The crimp in her mouth and the line between her eyes let me know she wasn’t looking forward to this talk.
“Sure. Yes. Of course.”
I stepped aside so the boys could go in. Before they could tear through the house, I caught Sam at the elbow. “Mr. Hoffman’s here. Why don’t you go back to Sam’s room, Preston, and let Sam come say hi first.”
As Sam and I walked into the kitchen, Mr. Hoffman held the bag out to him. “Something for Little Bear.”
“Cool!” Sam ran over and took the bag from him.
The delight on Mr. Hoffman’s face as he watched Sam unwrap the gift? It transformed him. Sam didn’t have a very good grasp of the calendar; there was no way he would have known how many months Sean had been gone. But it had been sweet of Mr. Hoffman to bring him a distraction.
Sam pulled a train and an add-on playset from the wrapping. “Wow! Thanks!”

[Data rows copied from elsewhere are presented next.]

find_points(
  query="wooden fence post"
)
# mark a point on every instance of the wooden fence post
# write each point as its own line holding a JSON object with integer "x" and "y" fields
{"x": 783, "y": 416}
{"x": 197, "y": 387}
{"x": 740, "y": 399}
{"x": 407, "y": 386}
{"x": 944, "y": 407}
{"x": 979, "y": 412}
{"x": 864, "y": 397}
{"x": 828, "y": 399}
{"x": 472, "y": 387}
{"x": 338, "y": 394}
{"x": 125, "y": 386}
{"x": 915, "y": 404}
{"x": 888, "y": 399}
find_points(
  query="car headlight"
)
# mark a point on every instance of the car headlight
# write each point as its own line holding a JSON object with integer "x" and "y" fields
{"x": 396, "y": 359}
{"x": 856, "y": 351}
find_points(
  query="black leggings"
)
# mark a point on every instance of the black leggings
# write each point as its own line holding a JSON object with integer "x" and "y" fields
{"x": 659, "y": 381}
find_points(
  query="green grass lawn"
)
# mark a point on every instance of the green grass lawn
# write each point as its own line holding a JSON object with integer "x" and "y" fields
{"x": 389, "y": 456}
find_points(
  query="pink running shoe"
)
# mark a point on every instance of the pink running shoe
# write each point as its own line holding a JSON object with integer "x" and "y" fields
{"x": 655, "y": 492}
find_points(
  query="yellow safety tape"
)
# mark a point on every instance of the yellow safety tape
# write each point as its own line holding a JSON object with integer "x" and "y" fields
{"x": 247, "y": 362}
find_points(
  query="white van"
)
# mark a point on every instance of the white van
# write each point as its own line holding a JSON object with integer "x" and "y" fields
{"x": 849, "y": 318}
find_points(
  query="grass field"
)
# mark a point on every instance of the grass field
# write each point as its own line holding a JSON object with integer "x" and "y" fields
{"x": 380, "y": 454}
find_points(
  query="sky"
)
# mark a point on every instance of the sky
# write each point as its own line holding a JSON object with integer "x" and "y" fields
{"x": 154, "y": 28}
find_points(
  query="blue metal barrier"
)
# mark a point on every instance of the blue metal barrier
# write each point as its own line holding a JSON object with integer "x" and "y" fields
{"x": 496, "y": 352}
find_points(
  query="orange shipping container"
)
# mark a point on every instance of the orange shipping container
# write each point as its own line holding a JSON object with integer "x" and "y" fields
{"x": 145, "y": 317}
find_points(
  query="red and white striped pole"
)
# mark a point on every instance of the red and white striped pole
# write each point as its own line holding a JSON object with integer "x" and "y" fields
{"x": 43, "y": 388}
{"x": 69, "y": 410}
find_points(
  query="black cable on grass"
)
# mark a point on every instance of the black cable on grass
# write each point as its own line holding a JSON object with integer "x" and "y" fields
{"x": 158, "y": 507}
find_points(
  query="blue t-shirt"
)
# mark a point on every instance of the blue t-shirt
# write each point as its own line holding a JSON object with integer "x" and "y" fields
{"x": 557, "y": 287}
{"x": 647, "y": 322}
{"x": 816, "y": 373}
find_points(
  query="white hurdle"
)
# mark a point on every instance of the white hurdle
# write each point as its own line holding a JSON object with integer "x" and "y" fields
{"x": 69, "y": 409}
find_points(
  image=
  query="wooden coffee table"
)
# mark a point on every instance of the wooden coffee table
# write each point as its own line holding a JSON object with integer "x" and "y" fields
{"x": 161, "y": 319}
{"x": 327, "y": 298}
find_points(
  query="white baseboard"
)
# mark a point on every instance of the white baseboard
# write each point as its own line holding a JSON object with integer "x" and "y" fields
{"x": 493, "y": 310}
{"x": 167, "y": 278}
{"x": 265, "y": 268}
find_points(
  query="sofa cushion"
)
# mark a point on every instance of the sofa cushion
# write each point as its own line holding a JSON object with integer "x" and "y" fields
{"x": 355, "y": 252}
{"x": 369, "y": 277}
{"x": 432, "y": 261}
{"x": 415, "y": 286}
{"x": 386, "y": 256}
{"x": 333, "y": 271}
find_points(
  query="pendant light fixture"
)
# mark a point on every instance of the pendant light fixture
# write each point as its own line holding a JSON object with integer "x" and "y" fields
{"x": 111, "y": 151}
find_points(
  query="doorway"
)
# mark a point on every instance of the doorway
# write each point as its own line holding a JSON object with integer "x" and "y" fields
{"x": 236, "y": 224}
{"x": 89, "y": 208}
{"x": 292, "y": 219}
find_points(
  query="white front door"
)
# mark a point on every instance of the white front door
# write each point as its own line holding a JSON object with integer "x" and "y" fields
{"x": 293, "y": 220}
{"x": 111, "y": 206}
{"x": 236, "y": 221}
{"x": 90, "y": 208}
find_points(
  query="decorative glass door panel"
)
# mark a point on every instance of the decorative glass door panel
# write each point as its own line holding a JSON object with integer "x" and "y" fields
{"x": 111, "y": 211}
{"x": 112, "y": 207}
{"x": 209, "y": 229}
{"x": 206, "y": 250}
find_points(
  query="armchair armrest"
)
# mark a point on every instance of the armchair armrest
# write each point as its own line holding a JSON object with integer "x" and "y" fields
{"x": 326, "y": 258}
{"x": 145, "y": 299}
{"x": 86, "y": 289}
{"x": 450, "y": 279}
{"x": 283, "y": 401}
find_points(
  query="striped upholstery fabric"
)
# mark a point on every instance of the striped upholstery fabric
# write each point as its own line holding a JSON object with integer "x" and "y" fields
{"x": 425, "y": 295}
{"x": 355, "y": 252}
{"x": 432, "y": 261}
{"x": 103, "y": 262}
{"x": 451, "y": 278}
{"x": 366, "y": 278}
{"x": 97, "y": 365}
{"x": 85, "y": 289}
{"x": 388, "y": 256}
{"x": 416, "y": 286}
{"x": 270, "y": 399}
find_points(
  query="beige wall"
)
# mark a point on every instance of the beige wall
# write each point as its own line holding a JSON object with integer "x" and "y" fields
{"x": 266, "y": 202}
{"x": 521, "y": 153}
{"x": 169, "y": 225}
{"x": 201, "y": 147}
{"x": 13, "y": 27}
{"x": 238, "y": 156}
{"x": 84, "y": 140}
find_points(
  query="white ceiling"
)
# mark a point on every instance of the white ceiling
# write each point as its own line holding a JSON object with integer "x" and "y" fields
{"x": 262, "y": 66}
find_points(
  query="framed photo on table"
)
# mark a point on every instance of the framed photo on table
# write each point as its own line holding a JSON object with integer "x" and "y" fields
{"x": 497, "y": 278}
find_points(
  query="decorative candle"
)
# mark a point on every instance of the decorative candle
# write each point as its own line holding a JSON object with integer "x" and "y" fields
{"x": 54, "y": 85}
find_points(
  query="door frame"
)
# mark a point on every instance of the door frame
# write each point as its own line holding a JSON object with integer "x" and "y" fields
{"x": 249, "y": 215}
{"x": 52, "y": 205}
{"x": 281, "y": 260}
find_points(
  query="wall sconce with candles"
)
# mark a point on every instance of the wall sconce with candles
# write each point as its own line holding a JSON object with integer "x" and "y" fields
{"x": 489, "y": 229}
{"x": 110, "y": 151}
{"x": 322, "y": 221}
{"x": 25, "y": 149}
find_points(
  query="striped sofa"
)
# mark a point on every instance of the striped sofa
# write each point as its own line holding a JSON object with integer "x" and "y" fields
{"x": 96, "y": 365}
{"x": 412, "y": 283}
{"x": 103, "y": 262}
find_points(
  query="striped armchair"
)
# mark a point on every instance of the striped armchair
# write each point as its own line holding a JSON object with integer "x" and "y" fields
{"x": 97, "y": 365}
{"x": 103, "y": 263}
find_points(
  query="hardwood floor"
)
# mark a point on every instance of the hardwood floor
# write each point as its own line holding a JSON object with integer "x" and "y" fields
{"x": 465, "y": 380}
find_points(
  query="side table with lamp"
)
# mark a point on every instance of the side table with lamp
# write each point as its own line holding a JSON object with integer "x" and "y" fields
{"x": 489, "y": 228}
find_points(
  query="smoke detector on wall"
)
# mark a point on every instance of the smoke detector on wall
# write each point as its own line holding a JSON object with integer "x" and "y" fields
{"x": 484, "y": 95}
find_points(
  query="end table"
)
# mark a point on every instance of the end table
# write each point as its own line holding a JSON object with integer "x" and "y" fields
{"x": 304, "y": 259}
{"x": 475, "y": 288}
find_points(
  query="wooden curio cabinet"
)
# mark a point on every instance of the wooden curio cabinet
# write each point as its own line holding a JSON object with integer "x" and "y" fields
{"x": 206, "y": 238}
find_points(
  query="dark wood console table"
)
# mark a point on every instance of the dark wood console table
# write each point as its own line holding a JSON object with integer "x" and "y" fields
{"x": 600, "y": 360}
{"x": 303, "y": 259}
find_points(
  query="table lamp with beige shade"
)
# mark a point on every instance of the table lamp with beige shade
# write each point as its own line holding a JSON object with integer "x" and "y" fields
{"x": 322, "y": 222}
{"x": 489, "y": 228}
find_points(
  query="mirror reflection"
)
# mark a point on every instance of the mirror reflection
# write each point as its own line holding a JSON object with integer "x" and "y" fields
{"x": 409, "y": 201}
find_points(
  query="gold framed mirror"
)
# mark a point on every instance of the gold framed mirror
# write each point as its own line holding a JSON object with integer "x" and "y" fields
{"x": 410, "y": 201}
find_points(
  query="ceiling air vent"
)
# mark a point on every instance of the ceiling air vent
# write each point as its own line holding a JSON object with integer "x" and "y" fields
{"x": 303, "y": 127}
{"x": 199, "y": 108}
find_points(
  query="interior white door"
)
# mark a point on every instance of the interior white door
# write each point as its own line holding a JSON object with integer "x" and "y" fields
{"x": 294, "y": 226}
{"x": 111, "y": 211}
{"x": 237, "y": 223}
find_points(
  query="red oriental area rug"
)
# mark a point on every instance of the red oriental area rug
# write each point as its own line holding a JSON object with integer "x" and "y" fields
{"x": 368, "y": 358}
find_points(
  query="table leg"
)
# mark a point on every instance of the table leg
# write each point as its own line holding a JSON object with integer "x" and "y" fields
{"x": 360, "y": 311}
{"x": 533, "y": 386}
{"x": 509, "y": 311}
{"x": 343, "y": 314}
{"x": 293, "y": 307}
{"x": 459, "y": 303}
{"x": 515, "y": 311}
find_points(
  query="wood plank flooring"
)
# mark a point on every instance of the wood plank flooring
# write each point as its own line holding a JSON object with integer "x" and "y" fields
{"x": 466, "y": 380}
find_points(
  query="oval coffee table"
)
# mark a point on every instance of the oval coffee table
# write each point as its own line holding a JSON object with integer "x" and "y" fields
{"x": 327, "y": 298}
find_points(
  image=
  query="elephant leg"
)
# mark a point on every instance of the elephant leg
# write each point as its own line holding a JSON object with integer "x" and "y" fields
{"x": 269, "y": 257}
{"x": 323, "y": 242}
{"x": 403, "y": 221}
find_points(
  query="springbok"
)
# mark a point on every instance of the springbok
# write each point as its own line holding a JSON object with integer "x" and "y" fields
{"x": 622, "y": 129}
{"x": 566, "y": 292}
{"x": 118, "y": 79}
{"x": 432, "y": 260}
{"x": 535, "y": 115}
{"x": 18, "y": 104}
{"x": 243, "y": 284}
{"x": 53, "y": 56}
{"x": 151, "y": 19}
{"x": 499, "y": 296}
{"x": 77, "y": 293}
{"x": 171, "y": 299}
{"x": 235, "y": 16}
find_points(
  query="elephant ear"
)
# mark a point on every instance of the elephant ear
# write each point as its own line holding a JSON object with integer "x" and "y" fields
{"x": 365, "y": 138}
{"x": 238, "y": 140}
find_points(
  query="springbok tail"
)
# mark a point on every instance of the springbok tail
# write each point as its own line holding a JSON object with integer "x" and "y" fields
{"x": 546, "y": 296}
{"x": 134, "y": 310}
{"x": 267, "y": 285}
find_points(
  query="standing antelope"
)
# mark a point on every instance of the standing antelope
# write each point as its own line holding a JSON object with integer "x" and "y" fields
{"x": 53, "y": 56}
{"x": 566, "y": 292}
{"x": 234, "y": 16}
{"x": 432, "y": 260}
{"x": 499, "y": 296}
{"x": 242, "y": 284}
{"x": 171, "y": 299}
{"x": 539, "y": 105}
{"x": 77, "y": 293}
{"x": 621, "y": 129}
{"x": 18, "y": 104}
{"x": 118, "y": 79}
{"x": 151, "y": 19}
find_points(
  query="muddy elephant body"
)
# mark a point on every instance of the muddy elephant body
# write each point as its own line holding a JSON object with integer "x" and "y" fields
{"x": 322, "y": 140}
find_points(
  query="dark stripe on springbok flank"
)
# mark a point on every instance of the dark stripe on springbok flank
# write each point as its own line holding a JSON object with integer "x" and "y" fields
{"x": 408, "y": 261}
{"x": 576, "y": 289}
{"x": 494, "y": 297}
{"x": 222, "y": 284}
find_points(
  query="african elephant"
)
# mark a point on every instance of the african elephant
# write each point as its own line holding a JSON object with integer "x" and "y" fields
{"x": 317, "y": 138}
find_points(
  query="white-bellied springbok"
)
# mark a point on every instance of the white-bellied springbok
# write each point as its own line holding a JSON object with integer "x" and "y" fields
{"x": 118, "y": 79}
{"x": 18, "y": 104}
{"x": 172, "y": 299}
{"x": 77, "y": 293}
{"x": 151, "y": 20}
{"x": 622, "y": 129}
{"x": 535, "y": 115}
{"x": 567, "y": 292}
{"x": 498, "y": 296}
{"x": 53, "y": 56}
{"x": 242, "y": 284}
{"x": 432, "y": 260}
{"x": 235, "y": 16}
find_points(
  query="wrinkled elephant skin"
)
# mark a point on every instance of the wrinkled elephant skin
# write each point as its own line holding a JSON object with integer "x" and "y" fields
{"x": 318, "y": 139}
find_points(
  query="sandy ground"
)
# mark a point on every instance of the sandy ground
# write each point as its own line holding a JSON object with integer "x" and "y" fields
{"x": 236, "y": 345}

Mr. Hoffman leaned forward. “And tell me: How is ho
ckey lessons?”
“I’m really good!”
When Preston came wandering in, Mr. Hoffman stood. “I must go.” He kissed me on the cheek. Nodded at Sam. The two boys ran off down the hall while I walked Mr. Hoffman to the door.
After he left, I went back to work on the faucet. I took the aerator from the vinegar and scrubbed it free of the accumulation of decades’ worth of hard-water deposits. Then I applied a toothbrush to the threads of the faucet, trying to do the same thing. But as I screwed the newly cleaned aerator back on, I realized something.
Sean had lied to me.
5
The thought landed in my stomach like a deadweight.
He’d lied to me.
Whatever it was that he’d put in his pocket the night he’d gone to the store and never returned, it didn’t have anything to do with the faucet, because those parts hadn’t been touched in years. And whatever he’d put in his pocket hadn’t come back to me with the effects from the coroner’s. At least I didn’t think it had.
I stood there at the sink staring out the window into the sun-drenched autumn afternoon wondering what Sean had actually been doing when he died.
As I tried to understand the implications, I started to tune in to Sam and Preston’s conversation. They were in the living room.
“Dad says my hockey bag would be a good place to hide.”
Sean had told Sam that? When? I put a hand on the counter and turned toward the dining room.
“Like for hide-and-seek?” I didn’t blame Preston for sounding confused.
“Just if I ever had to hide.”
Preston seemed to accept the explanation. “Want to play hide-and-seek?”
“Okay. Maybe my mom would look for us.”
Not a chance. And I went into the living room to tell him so. “Hey, Sam? You said Dad told you your hockey bag would be a good place to hide?”
“Yeah.”
“When did he say that?” I tried to sound nonchalant.